Hong Kong police arrested a man on Tuesday after he allegedly attacked a U.S. consulate general employee, “leaving him bleeding in the street” outside the consulate.
Police arrested a 35-year-old man at his home in the Tuen Mun area of Hong Kong on Tuesday night after identifying him from security camera footage of the incident earlier that day. The man has been previously connected to other crimes, a police source told the South China Morning Post (SCMP).
A 43-year-old American working as a facilities manager at the U.S. consulate general “had left the consulate on Garden Road at about 3:35 pm on Tuesday and was walking downhill when the suspect approached him from behind,” the report stated.
“The assailant then punched him twice in the head before running off,” the police source told the SCMP.
The victim returned to the consulate after the attack, where a colleague called for help from city emergency services; he was later sent to a nearby hospital for treatment. According to the report, the consulate is located in an area of Hong Kong regularly patrolled by the city’s counter-terrorism officers.
A U.S. consulate general spokesman confirmed that a consulate employee was assaulted on Tuesday “by an unknown individual,” adding that the victim’s injuries were not life-threatening.

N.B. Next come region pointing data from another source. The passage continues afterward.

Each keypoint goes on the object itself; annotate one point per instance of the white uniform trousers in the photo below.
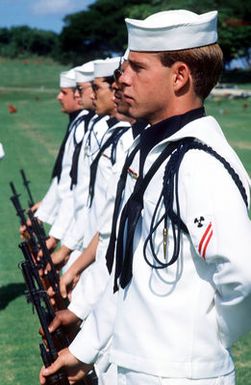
(129, 377)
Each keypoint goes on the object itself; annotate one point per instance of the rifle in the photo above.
(54, 341)
(26, 183)
(20, 212)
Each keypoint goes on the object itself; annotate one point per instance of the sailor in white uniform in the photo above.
(53, 209)
(179, 250)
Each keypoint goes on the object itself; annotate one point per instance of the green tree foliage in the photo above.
(100, 30)
(24, 42)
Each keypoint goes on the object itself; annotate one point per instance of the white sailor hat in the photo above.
(85, 73)
(172, 30)
(68, 79)
(106, 67)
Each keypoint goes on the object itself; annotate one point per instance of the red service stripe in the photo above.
(204, 236)
(206, 244)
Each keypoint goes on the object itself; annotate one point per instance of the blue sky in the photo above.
(42, 14)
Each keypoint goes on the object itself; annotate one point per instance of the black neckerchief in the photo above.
(138, 127)
(77, 148)
(57, 168)
(149, 138)
(164, 129)
(111, 141)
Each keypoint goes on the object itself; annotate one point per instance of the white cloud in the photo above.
(49, 7)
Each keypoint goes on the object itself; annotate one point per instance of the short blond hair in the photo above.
(205, 63)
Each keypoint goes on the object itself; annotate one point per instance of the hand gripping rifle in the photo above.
(54, 341)
(26, 183)
(40, 300)
(52, 276)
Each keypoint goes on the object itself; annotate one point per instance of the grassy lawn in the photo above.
(31, 137)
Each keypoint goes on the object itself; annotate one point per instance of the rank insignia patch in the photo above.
(132, 173)
(202, 232)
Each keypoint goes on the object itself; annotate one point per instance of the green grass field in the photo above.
(31, 137)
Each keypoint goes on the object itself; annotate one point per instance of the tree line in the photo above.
(100, 30)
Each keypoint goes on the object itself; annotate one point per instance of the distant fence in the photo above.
(236, 76)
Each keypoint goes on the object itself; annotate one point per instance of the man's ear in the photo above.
(181, 76)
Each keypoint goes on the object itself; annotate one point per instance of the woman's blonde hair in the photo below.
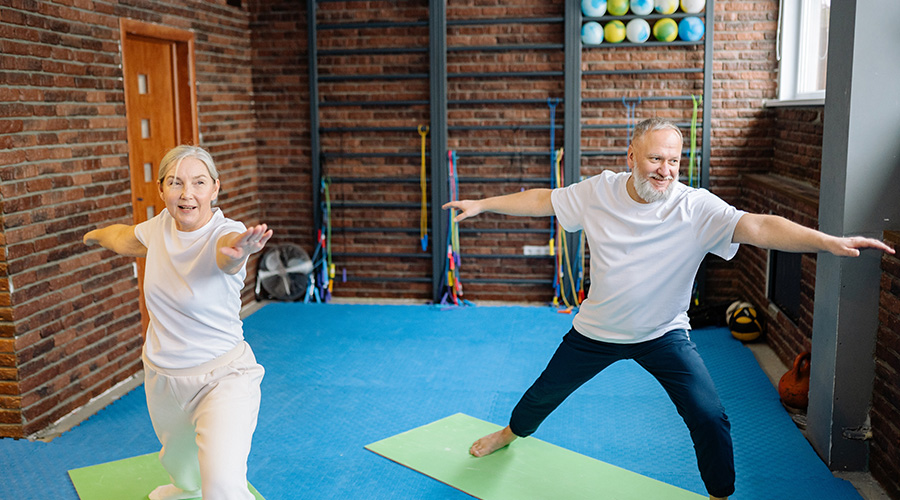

“We are working closely with the Hong Kong Police Force regarding this incident. We cannot speculate on the assailant’s motives at this time,” he said.
“Occasional incidents involving the [U.S.] consulate have taken place in the past. A man from the mainland [China] was jailed for four weeks after vandalizing the building by painting words on a gate in August of last year. He admitted at the time he was not happy with Americans,” the Hong Kong-based SCMP, owned by China’s Alibaba Group, noted.
Hong Kong has been caught in the middle of increasingly strained relations between the U.S. and China in recent weeks. On August 19, the U.S. State Department suspended three bilateral agreements with Hong Kong, including “the surrender of fugitive offenders, the transfer of sentenced persons, and reciprocal tax exemptions on income derived from the international operation of ships.”